Of course, if the Safety Building site were sold to private developers outright, whatever got built (presumably some kind of mixed-use or residential development) could easily have the same kind of impact.

barker's picture


Up Goose Creek, I think you're having a hard time connecting the dots because there is no direct line between them. The word gentrification gets thrown around a lot, but it doesn't really apply here. There is no housing on the museum property, so there is no one to displace.

I've been putting a lot of thought into how the museum could change the dynamics of the immediate area. There is an interesting and varied mix of housing around the site.

Subsidized housing, mostly owned by KCDC and extremely unlikely to change, is just north of the site. Beyond that but still within easy walking distance is Austin Homes, which after a revitalization project will contain a mix of subsidized, workforce and market-rate housing (and many more units than it has currently).

To the east is a market-rate apartment complex, 811 East Downtown Apartments. I don't know how the mix of one-, two- and three-bedroom units is divided, but the two-bedroom units are affordable (based on the 30 percent rule-of-thumb for housing) for households making at least the Knox County median of about $52,000 a year. A couple, with or without children, making $30,000 a year each could afford the rent.

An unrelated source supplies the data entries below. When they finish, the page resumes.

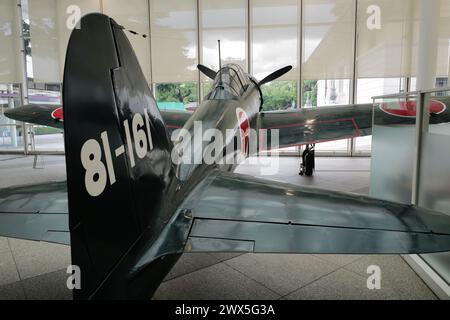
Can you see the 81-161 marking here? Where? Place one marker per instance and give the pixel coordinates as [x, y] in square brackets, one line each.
[97, 173]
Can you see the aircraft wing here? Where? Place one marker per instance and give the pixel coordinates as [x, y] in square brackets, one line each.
[237, 213]
[38, 213]
[309, 126]
[40, 114]
[43, 114]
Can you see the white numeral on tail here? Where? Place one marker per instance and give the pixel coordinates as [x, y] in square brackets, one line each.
[109, 164]
[149, 131]
[140, 138]
[130, 146]
[96, 176]
[97, 173]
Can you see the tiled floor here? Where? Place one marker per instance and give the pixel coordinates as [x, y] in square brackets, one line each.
[30, 270]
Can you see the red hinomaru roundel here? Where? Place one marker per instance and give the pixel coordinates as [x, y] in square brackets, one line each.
[244, 125]
[58, 115]
[409, 108]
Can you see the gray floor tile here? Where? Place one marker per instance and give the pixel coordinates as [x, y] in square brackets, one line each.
[282, 273]
[36, 258]
[4, 247]
[13, 291]
[396, 274]
[190, 262]
[342, 285]
[338, 259]
[214, 283]
[51, 286]
[8, 270]
[225, 256]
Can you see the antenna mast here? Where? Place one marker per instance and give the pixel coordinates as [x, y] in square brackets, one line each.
[220, 64]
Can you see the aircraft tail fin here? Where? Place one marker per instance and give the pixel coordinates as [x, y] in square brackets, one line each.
[118, 158]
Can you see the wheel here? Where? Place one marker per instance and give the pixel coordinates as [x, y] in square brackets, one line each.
[310, 163]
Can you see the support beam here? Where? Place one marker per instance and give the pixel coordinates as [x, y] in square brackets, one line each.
[428, 44]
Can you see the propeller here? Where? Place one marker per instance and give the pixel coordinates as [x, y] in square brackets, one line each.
[207, 71]
[277, 74]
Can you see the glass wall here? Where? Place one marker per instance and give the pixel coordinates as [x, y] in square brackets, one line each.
[342, 51]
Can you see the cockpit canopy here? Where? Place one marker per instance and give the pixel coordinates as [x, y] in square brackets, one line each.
[229, 84]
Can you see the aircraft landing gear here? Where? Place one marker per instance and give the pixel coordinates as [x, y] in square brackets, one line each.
[308, 161]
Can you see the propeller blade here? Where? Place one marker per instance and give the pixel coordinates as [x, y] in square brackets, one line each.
[277, 74]
[207, 71]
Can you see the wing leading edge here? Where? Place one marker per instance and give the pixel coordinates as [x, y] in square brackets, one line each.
[236, 213]
[38, 213]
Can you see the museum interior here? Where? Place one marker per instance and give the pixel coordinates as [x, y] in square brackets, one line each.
[390, 58]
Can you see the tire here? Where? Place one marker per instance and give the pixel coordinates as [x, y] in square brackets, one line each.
[309, 164]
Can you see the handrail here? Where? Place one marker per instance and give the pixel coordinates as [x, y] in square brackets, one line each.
[411, 93]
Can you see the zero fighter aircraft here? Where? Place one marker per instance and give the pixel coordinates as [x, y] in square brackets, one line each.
[129, 211]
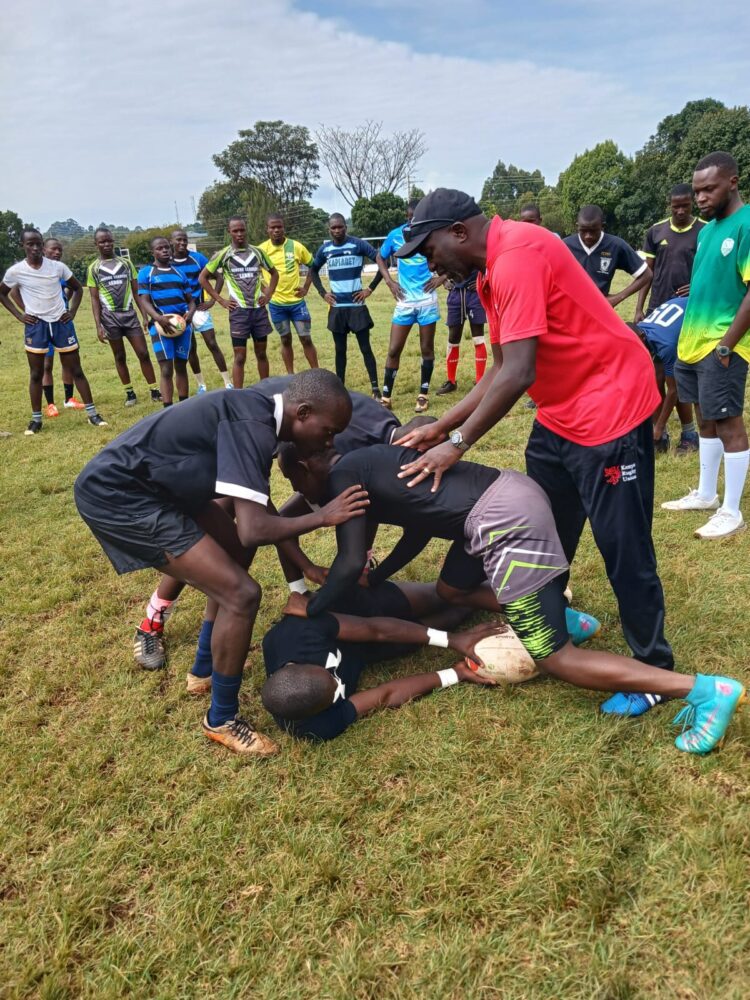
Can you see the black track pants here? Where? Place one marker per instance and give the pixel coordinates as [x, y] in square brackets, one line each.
[613, 486]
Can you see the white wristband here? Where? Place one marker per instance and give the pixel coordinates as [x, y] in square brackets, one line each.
[436, 637]
[447, 677]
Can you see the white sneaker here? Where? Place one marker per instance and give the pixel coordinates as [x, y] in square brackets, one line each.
[691, 502]
[721, 525]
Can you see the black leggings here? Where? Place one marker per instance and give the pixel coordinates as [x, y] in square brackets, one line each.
[363, 339]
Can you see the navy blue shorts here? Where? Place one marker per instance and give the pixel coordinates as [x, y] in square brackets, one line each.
[44, 337]
[463, 304]
[169, 348]
[142, 533]
[283, 314]
[719, 391]
[244, 323]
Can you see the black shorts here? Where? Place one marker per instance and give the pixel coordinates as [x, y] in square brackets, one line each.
[386, 600]
[538, 619]
[349, 319]
[462, 571]
[463, 304]
[117, 325]
[718, 391]
[140, 535]
[244, 323]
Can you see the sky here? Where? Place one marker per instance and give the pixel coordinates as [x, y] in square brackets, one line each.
[111, 111]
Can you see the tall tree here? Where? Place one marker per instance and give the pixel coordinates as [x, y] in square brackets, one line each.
[727, 129]
[11, 230]
[280, 157]
[366, 162]
[69, 229]
[668, 158]
[506, 186]
[376, 216]
[246, 197]
[599, 176]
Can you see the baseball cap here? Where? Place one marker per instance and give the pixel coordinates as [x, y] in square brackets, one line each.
[440, 208]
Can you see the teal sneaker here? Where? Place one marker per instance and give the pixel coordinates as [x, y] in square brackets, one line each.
[581, 627]
[709, 710]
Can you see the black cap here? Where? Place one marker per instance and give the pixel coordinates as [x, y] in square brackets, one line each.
[440, 208]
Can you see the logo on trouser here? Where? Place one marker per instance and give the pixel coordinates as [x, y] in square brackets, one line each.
[614, 474]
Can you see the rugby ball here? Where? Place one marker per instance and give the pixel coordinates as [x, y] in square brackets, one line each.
[505, 659]
[177, 325]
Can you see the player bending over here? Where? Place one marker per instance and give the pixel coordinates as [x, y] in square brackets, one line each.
[314, 664]
[148, 498]
[506, 556]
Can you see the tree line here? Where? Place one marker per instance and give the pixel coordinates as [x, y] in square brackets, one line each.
[275, 166]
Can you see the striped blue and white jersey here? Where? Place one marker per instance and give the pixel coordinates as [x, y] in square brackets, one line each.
[345, 262]
[191, 266]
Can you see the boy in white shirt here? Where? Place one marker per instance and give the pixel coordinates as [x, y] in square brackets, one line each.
[47, 321]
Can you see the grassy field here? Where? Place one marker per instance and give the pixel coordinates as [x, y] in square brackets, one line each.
[477, 844]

To the south between the museum site and the river are luxury condos. I don't know the demographics, but it's likely a lot of the residents are retirees -- grandparents, in other words, whose grandkids probably come to visit.

IF the Clayton people follow through on their publicly stated intentions, children from low-income families would be admitted to the museum for free, and the green space around the museum, including the proposed outdoor exhibits, would be free and open to the public. That would create a park-like setting that could -- I emphasize "could" -- draw youngsters from all three types of housing and be somewhat of a unifying space that could -- again, I emphasize "could" -- actually create an honest-to-god economically and racially diverse neighborhood.

That's a rosy, best-case scenario, of course. The worst-case scenario is that the people living in the three residential sides of the site remain separated, which is the status quo except for the museum bringing in visitors from outside the immediate area (which is supposed to be its bread-and-butter anyway). Most likely, the end result will fall somewhere in between. It all depends on the decisions the Clayton people eventually make about the outdoor space and, possibly, outreach to the neighboring residents.

bizgrrl's picture

The other day I was talking

The other day I was talking with someone from Knoxville that I had never met before and know nothing about. He said East Knoxville is the next target for gentrification. He mentioned all the beautiful homes ready to be fixed up. I didn't pursue the issue.

michael kaplan's picture

From an urban design point of

From an urban design point of view, it seems a shortsighted project. Downtown, already small, is limited in growth by SmartFix (I-40) to the north, World’s Fair Park and Fort Sanders to the west, James White Parkway to the east, and the river to the south. James White could be overcome, and the city grid actually extended eastward by bridging the Parkway. The bus station shows how this could be done. Building a ‘suburban’ museum on a close-in large tract just seems the wrong move. Is anyone from the College of Architecture and Design ever consulted on these large urban projects?

Up Goose Creek's picture


I assume KCDC still owns the towers on Lula Powell drive near Green Elementary. (renamed The 1100 studio) do they own the Vista apartments and the old Townview Terrace as well? Now renamed Pinnacle Park and Arbor Place, what's with all the re-naming?